4- Muito de passagem: o perigo de sermos envadidos pela sharia nao passa de propaganda. Acho isto tao definitivo que nem me apetece discutir o assunto.

5- Ah, o fim dos estados naçao...eis a forma como eu vejo isto: nós tínhamos uma unidade administrativa, criada a certa altura por conveniência de uns ricos e poderosos específicos e que durante umas décadas, apesar de nos estar sempre a meter em guerra uns com os outros, foi razoavelmente eficaz. Um dia vemos que nao é mais e que se calhar os nossos interesses estavam melhor defendidos noutra. Fazemos outra.
Claro que as uniades administrativas sao criadas na boa companhia de artefactos ideológicos que as ancorem na populaçao como mais do que isso, senao nao sobreviviam 15 dias. E assim se criam unidades-administrativas-ideia, uma ideia de Minho, uma ideia de Portugal. E até rivalidades, entre a freguesia do monte de cima e do monte de baixo, por exemplo. E com estas ideias garantimos a sua continuidade. E sentimo-las como tradiçoes imemoriais, mesmo que tenham poucos séculos ou mesmo só umas décadas.

Mas podemos na mesma ter espírito crítico e eu por mim acho que especialmente na Europa os estados naçao sao uma estrutura que vai sendo cada vez mais ultrapassada, mesmo que os tais artefactos ideológicos o vao impedir por maiis umas décadas e nunca vao desaparecer como estruturas intermédias. Mas esse senhor, claramente, nem leu o Tratado de Lisboa (vá, eu também nao o li todo) e nao conhece o funcionamente de nenhuma outra organizaçao internacional. Talvez a NATO o faça em menor escala (porque o seu objectivo é outro), mas todas elas têm como unidade base o Estado Naçao, da UN à OMC.

6 - Uff, agora falta-me o fôlego e os números se calhar nao batem certo com os teus. E a quantidade de erros de ortografia que deve ir aqui? E isto caberá na tua caixa de comentários? Enfim, caberá se eu parar de escrever, só falta o disclaimer: estou a teorizar com base na minha energia matinal, mas no fundo nao percebo nada disto.

(nao coube, claro, mas eu sou teimosa)

Rita Maria disse...

Credo, subscrevi os comentários novos por e-mail e agora tive de ler essa minha miríade de frases inacabadas...desculpa! Se nao perceberes nada manda, que eu traduzo!
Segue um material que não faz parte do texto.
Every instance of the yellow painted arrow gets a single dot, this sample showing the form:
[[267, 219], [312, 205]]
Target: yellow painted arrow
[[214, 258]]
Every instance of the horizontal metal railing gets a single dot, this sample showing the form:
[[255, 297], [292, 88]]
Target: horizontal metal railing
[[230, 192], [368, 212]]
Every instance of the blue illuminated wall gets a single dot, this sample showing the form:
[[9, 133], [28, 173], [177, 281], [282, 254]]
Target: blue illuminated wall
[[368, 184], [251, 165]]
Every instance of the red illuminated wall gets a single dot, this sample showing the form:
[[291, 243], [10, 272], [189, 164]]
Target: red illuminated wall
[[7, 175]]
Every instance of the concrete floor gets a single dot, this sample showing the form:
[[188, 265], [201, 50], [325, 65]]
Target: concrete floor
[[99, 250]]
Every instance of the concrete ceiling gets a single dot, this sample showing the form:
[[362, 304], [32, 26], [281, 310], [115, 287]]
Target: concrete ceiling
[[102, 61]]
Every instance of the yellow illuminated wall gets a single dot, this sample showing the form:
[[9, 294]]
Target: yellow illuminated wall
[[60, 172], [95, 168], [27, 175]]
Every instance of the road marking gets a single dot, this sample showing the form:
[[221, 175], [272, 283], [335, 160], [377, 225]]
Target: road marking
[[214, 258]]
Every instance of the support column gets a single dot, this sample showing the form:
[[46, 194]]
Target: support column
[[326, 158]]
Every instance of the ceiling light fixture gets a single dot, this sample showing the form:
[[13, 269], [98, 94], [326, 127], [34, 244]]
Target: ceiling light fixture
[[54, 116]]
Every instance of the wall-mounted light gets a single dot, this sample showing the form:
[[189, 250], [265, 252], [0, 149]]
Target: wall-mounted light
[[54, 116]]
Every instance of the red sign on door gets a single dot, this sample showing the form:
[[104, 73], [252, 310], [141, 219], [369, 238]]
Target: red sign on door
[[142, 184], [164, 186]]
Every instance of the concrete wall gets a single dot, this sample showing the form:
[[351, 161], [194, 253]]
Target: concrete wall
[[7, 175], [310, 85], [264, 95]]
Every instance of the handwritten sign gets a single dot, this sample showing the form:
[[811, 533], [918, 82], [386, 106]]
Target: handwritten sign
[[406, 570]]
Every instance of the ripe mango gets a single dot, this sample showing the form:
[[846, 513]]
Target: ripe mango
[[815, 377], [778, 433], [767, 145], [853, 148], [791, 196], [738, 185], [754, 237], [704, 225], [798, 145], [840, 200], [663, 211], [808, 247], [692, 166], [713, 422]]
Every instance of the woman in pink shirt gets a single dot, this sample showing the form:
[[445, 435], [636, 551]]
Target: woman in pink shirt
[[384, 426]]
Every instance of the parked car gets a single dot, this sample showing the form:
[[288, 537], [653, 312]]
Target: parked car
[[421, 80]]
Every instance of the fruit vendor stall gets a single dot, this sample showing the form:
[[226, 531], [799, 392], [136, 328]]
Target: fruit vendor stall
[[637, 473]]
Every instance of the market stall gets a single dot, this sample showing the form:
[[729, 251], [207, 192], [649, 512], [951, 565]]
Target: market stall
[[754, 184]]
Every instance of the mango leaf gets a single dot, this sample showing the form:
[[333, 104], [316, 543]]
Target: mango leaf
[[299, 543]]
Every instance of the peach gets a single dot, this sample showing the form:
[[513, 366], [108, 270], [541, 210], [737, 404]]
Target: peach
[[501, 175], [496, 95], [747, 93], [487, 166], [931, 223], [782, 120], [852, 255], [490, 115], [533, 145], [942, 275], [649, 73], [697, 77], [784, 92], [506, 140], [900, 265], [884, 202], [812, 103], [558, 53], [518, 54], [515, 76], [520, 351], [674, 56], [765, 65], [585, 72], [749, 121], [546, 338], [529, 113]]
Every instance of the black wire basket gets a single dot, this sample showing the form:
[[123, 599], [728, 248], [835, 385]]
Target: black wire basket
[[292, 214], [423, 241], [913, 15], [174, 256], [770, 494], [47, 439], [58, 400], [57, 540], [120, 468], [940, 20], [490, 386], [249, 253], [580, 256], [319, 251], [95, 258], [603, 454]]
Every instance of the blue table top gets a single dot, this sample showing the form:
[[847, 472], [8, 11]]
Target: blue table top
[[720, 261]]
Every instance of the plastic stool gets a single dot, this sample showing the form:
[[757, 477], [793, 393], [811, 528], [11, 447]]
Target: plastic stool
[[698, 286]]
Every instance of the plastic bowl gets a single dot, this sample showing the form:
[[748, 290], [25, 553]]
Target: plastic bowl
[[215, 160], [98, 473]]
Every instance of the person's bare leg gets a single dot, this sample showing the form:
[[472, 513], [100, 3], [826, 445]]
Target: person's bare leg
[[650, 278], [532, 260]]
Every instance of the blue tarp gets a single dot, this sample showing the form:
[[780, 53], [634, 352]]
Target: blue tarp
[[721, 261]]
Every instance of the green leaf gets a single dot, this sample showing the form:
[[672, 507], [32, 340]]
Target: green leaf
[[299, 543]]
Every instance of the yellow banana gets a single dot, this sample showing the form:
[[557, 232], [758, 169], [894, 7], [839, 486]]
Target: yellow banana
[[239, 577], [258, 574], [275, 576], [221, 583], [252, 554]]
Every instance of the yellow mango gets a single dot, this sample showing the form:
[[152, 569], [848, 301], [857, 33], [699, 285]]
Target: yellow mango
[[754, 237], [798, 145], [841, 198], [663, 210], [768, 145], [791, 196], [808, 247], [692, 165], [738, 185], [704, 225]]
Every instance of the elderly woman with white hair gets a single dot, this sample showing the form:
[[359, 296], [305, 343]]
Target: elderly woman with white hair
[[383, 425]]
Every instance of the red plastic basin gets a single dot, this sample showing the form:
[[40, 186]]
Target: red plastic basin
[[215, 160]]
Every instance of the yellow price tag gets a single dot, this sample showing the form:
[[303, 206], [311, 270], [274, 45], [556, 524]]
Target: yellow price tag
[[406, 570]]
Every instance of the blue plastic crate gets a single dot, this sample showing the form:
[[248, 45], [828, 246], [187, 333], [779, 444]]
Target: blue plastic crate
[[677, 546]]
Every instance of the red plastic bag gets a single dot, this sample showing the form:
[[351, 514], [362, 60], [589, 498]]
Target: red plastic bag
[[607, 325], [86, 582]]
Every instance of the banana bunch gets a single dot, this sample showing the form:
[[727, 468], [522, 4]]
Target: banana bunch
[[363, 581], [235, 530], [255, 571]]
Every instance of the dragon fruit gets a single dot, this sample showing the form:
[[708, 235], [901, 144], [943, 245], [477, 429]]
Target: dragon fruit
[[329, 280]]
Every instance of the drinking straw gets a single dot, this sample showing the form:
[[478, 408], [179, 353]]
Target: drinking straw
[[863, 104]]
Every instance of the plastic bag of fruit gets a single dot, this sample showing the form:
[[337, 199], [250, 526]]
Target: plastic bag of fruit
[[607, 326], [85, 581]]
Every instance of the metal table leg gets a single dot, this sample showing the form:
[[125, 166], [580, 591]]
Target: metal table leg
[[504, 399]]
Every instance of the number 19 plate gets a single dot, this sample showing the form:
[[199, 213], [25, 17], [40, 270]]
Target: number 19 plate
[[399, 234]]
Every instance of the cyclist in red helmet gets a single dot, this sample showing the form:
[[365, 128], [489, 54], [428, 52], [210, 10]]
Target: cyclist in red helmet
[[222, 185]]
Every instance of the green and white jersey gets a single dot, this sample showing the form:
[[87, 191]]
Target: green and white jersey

(e ufa! ainda bem que passaste a discussao lá para cima)

Helena Araújo disse...

Rita,
tu devias fazer um post disso.
O que dizes é demasiado importante para ficar perdido numa caixa de comentários.

Rita Maria disse...

Mas aqui as discussoes sao muito mais interessantes...

Helena Araújo disse...

Então quer dizer que me estás a pedir que reveja o teu texto (as bírbulas e assim) e o publique em forma de post?
Só um momentinho. Agora tenho de ir à IKEA, e depois trato disso.

Rita Maria disse...

Nao, nao sou assim tao convencida, estava a pedir que discutisses comigo aqui! Vá, bate-me, ataca, desconstrói!

Helena Araújo disse...

Agora não posso, tenho de ir dar um empurrãozinho à economia berlinense. Volto já, e depois bato-te quanto quiseres. E peço ajuda à Abrunho, ela é óptima a bater com inteligência e não-alinhamento.